Founding Director of the Philip Merrill Center for Strategic Studies and the Robert E. Osgood Professor of Strategic Studies at the Paul H. Nitze School of Advanced International Studies (SAIS) of Johns Hopkins University
· Counselor of State Department & special adviser to Secretary Rice and to the bureaus particularly with regard to matters of war and peace (4/30/07-1/09)
· Named to the Robert E. Osgood chair at SAIS in 2004, and has twice won the school’s Excellence in Teaching Award
· Adjunct professor at the United States Army War College, where he advised the Advanced Strategic Art Program, and was a longstanding member of the Defense Policy Advisory Board and of the National Security Advisory Panel for the National Intelligence Council
· In 1991-93, he directed and edited the official study of air power in the 1991 war with Iraq. For his leadership of The Gulf War Air Power Survey, which included eleven book-length reports, he received the Air Force’s decoration for exceptional civilian service
· In February 1990, he joined the Policy Planning Staff of the Office of the Secretary of Defense, and in July of that year he was appointed to a professorship at SAIS
· In 1985, he became a member of the Strategy Department of the United States Naval War College
· Assistant Professor of Government at Harvard, and Assistant Dean of Harvard College (1982-85)
In 1982 he was commissioned in the United States Army Reserve. His service included several years as Military Assistant to the Director of Net Assessment, Office of the Secretary of Defense.
Graduate of Harvard College in 1977 in government (political science) & Ph.D. there in same subject in 1982.

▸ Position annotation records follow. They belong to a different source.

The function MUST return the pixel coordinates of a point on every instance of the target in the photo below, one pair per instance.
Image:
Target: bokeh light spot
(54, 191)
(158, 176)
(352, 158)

Author of Supreme Command: Soldiers, Statesmen, and Leadership in Wartime (2002), Commandos and Politicians (1978) & Citizens and Soldiers (1985). Co-Author of Military Misfortunes: The Anatomy of Failure in War (1990), Revolution in Warfare? Air Power in the Persian Gulf (1995), and Knives, Tanks, and Missiles: Israel’s Security Revolution (1998), and co-editor of Strategy in the Contemporary World (2002) and War over Kosovo (2001).